In Pioneer days it was always known as Blackmore's Fort. Two, centuries later, the village still bears the name except in the reverse order, Fort Blackmore.
On the waters of Big Moccasin Creek was Houston's Fort. It was built by William Houston in 1774. In the summer of 1776, Fort Houston was attacked by a large force of Cherokee Indians.
John Carr, who was in the Fort with his parents at that time, was only three years of age. He said he could remember his father holding him up to a port hole to see the Indians firing upon the Fort.
Mrs. Samuel Scott, whose family was refuging in Houston's Fort, tells the following story, "Samuel Cowan brought the express (news) from Moore's Fort to Castlewood to Houston's Fort that 300 Indians were coming to attack Houston's Fort. The next morning he would start to go back and thought he could get through, but was shot and scalped. He was brought into the Fort and died a short time later. His horse got in safe to Castlewood, covered with sweat and lather from the long run. Mrs. Cowan, seeing the riderless horse, fainted-knowing her husband had been shot from his horse. The horse was a stud borrowed from Deskin Tibbs.
"My father, John McCorkel, was at that time in the Fort. There were 300 Indians to 21 families in the Fort. I think the men did not exceed 30. The Indians, who were Cherokee, stayed there about eight days killing the cattle. None of the people in the Fort were killed.
"The Indians were driven off when two companies of militia under Captains Daniel Smith and John Montgomery were sent to the relief of the Fort from Blackmore's Fort.
Benge, the half-breed Cherokee, attacked the home of Elisha Ferris on August 26, 1791. Ferris was killed outright. His wife, daughter, Nancy, and a young child were carried into captivity. All but Nancy Ferris were cruelly murdered the first day of their captivity.
Elisha Ferris was the owner of the Ferris Station, which was a stopping place on the Wilderness Road. It stood about where Daugherty Brothers Chevrolet is now located.
In April of 1793, Benge, with a about 1784, related the following story to the Rev. John Shane years later.
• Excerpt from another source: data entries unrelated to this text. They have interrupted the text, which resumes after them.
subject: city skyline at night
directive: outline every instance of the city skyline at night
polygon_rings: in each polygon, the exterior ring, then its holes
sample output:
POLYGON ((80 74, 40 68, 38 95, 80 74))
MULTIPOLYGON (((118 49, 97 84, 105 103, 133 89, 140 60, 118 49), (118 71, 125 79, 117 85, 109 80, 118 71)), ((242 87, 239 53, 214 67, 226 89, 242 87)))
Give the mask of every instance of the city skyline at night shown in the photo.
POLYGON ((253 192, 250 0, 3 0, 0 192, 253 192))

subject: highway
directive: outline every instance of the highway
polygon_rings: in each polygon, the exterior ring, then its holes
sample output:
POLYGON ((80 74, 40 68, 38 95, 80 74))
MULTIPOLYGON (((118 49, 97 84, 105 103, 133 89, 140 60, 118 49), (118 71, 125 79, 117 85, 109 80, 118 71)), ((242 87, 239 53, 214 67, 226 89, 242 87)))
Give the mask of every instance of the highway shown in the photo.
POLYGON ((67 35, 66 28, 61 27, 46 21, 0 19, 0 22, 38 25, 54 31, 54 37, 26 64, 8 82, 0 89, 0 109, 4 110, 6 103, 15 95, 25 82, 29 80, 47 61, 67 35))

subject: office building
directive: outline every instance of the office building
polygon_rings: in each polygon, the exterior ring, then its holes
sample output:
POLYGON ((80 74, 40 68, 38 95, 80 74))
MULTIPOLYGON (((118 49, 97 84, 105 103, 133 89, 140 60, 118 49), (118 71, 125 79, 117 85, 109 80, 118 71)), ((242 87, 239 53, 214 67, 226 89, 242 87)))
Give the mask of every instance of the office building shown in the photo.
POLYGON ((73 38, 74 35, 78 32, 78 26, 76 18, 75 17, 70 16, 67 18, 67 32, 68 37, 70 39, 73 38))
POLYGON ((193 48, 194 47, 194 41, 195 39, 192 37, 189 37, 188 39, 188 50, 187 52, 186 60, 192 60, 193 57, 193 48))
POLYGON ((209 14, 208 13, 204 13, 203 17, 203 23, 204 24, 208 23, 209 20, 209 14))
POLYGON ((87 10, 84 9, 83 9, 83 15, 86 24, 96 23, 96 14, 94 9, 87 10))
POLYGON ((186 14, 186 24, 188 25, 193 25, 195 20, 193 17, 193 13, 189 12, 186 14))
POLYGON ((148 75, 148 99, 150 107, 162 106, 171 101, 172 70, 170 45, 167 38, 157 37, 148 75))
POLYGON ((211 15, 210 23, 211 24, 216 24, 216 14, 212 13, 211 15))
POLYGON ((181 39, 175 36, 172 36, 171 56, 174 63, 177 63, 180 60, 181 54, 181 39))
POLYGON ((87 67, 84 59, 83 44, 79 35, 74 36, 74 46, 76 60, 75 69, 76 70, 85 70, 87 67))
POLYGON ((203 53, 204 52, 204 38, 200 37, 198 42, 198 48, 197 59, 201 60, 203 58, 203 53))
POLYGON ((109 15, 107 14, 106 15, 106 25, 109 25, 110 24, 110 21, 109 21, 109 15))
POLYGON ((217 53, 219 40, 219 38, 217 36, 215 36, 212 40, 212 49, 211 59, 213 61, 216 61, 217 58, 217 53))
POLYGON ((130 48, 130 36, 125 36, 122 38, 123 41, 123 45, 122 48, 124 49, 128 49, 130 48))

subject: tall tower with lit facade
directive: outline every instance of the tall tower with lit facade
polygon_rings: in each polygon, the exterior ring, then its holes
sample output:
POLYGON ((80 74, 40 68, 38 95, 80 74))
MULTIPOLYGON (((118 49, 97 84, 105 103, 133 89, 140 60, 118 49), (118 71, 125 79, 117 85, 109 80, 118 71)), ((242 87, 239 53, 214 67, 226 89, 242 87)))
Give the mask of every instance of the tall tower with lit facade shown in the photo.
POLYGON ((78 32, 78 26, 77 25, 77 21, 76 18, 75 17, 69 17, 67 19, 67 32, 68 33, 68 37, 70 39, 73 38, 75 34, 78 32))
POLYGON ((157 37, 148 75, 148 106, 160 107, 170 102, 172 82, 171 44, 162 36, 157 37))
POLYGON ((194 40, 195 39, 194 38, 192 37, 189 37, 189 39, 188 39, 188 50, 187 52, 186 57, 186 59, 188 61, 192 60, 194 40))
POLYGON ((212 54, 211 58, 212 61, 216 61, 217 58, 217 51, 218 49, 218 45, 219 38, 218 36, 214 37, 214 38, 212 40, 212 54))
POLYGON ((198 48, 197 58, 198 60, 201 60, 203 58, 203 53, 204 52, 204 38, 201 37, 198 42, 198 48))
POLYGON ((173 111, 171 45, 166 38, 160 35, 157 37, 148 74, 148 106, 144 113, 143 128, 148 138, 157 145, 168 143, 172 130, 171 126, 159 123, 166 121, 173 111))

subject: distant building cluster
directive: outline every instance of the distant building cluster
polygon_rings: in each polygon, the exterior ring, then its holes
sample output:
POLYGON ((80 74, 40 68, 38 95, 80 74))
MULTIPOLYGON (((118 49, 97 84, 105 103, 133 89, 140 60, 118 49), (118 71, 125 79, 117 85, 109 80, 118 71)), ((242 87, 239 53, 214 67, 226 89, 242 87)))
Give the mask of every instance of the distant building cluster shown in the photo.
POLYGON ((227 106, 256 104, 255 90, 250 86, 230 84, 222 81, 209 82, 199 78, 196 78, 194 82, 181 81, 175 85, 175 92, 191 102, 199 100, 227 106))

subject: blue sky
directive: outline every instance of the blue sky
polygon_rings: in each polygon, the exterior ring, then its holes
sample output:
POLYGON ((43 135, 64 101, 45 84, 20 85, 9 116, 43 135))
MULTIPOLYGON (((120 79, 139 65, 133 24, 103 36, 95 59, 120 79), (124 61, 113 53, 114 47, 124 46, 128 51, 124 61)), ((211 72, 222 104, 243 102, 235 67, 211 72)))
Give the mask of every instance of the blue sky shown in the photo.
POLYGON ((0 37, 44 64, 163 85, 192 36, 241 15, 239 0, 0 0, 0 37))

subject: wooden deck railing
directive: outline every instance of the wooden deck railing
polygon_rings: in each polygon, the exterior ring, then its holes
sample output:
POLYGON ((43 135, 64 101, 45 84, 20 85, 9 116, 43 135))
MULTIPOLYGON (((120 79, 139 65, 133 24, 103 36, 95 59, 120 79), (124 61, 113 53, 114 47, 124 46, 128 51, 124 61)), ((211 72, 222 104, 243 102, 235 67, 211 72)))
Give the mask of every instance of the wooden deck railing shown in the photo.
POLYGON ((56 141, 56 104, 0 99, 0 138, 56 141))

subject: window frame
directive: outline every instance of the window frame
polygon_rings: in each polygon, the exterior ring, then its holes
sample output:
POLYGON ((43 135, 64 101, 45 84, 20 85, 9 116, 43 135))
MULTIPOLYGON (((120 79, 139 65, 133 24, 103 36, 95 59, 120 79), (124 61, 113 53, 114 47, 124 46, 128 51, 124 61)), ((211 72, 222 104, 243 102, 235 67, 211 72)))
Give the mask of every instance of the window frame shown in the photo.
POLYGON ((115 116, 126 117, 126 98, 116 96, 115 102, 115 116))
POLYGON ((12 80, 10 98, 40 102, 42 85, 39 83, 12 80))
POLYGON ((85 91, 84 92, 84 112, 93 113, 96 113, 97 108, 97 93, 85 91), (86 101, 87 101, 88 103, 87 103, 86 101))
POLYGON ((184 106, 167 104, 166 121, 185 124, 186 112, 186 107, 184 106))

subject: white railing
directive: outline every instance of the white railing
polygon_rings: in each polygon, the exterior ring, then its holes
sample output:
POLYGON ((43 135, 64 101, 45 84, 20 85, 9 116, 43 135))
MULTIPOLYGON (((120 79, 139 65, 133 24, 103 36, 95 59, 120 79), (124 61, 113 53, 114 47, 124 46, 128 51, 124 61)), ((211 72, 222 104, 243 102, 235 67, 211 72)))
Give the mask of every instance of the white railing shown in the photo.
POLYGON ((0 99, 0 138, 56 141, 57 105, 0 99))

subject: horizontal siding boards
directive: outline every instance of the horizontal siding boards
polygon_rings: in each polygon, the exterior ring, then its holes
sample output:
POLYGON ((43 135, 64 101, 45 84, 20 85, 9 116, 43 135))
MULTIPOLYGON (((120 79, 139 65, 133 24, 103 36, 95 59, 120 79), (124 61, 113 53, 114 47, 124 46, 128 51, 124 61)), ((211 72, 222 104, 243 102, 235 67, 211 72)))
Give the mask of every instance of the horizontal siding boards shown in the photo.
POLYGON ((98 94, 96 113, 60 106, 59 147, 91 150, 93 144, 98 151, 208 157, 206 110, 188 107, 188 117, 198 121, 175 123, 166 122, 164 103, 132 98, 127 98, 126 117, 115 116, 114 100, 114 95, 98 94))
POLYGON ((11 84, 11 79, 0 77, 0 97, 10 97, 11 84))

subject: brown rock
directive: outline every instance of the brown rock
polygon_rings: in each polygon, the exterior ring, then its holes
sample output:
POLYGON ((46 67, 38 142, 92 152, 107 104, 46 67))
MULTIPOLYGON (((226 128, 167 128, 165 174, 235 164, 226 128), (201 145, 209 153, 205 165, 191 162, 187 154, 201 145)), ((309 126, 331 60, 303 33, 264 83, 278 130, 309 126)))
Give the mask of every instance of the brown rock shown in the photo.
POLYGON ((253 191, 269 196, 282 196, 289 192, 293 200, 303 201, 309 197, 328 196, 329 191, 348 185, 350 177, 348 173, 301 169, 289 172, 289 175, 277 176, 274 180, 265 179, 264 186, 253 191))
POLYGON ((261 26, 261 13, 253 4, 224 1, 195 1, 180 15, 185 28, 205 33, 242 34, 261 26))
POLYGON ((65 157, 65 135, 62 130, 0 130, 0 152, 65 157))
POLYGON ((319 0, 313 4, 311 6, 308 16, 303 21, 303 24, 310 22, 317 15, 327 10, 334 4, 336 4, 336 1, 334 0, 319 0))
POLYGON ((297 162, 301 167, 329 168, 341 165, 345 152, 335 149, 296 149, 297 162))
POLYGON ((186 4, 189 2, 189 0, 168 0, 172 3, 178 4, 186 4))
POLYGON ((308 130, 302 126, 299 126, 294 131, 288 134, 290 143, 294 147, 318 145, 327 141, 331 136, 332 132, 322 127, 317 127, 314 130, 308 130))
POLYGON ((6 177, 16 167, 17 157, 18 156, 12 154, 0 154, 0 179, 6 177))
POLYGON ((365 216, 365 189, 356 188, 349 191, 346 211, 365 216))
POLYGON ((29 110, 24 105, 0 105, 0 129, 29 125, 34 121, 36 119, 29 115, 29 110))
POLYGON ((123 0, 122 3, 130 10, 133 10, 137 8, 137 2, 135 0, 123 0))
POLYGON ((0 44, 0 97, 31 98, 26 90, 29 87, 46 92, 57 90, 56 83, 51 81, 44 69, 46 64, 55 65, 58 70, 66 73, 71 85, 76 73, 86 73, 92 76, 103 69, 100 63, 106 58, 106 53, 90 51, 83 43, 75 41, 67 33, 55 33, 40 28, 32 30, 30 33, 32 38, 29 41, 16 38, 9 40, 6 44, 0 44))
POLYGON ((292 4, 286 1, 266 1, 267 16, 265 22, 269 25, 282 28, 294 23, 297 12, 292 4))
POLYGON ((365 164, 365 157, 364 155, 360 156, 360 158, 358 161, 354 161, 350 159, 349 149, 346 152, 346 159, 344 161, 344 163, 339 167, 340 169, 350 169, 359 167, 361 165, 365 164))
"We moved to Clinch at Moore's Fort, was wintering at our place eight miles from the Fort and about a half mile from the river. One Phillips family was killed between us and near to the river. Mamma was gone up with a neighbor, Mr. or Mrs. Kilgore (either Charles or Robert) to Castlewood, near the fort to buy some sheep at a sale. Mr. Phillips was away in North Carolina at the time. One boy escaped. I think by crawling under the bed. All the rest of the family were killed. About two years after this we moved over to the Holston to get rid of the Indians. We had lived on the Clinch eight years.
Mrs. Scott stated they moved over on the Holston, but they actually moved to Houston's Fort on Big Moccasin Creek. Her father, John McCorkle, died there on July 12, 1780.
Alexander Ritchie in his pension statement stated that the Phillips family was killed in March 1779.
The two half-breed Indian Chieftains who led 20 men were John Logan, a Mingo and Benge. Logan's mother was a Mingo and his father was a white man. He mostly killed for revenge. Logan captured one man by the name of William Robinson. Robinson was taken to the Indian towns and where he was condemned to die by torture at the stake, but was rescued by Logan. He had Robinson write the following letter.
To Captain Cresap: What did you kill my people on Yellow Creek for? The white people killed my kin at Conestoga a great while ago and I thought nothing of that. But you killed my kin again on Yellow Creek and took my cousin prisoner, then I thought I must kill too: I have been three times to war since, but the Indians are not angry only myself.
July 21st day
Captain John Logan
John Logan was killed by his own people near Detroit.
Benge's mother was a Cherokee Indian, and his father was a red headed Irishman. It is said by people who saw him that he had reddish sandy hair. He left the Cherokees and took up with the Shawnee. Perhaps the Cherokees kicked him out because he was so mean. Anyway, Benge was a criminal who killed and robbed the settlers and made prisoners of Negro slaves and young women to sell.
After Benge was killed by Vincent Hobbs in 1794, Indian forays and depredations ceased on Virginia's last frontier.